Elle avait l’impression que tout son corps vibrait. Elle l’embrassa longuement.
« Tu vois, ça aurait pu être une belle histoire. »
Brusquement, elle se redressa. Elle n’était pas là pour ça !
Elle saisit un des deux testicules, avec plus de douceur cette fois, tendit la peau et avec la lame effilée du rasoir fit une ouverture de quelques centimètres. Puis elle incisa la tunique, nacrée et plus épaisse, glissa une petite pince et tour à tour ligatura vaisseau sanguin et canal déférent. Un ou deux petits coups de ciseau pour parfaire le travail et le premier testicule atterrit dans le petit flacon de formol. Quelques minutes suffirent pour régler son compte au second de la même façon. Il ne restait plus qu’à refermer la peau.

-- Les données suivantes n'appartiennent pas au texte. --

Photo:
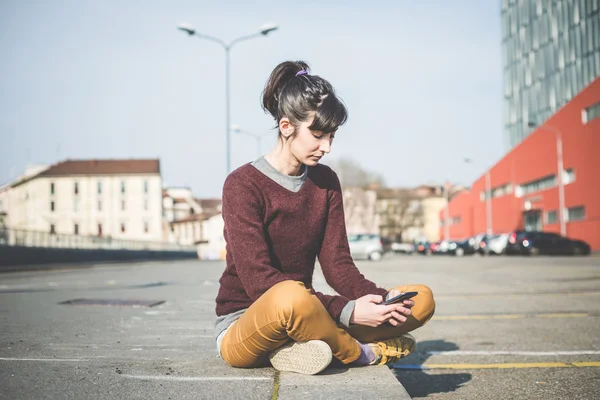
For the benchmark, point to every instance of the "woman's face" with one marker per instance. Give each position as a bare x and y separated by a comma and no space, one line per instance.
308,147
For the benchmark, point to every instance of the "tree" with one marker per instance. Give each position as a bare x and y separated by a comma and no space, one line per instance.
398,210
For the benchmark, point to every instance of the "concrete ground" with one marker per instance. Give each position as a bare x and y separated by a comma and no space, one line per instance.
505,327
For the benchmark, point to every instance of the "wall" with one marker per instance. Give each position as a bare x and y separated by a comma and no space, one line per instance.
17,255
535,158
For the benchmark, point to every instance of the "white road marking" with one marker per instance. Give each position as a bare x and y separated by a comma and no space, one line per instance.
42,359
513,353
197,378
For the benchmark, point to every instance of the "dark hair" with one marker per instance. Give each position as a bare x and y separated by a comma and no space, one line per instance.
294,97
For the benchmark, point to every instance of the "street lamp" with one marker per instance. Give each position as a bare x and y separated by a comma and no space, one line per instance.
488,198
264,31
559,175
257,137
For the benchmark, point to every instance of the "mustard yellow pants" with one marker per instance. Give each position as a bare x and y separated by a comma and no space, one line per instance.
288,311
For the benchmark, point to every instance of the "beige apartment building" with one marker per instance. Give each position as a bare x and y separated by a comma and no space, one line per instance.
121,199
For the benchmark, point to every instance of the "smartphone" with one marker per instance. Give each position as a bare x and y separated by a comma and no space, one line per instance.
401,297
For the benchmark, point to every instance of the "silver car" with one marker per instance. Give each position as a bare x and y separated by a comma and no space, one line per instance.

Ses jambes fourmillaient, elle sentait que quelque chose montait, se concentrait au centre d’elle même, de son bassin, de son ventre, quelque chose sur le point de sortir de son corps. Elle ferma les yeux, serra le dernier point de suture, et ne put s’empêcher de crier tellement la sensation physique était forte. Tout son corps tremblait, semblait vouloir s’ouvrir en deux. Le souffle coupé, elle se laissa tomber sur le corps mutilé, pensa à nouveau de manière fugitive que tout aurait dû se passer autrement. Elle chercha fébrilement de la main le rasoir, se redressa, saisit le menton de l’homme, bascula sa tête vers l’arrière, et lui trancha la gorge. Le sang gicla des carotides sectionnées, c’était poisseux et chaud à la fois. A nouveau une onde monta de son bassin, à nouveau elle cria.
Une nouvelle vie commençait.
Il ne restait plus qu’à se débarrasser du corps.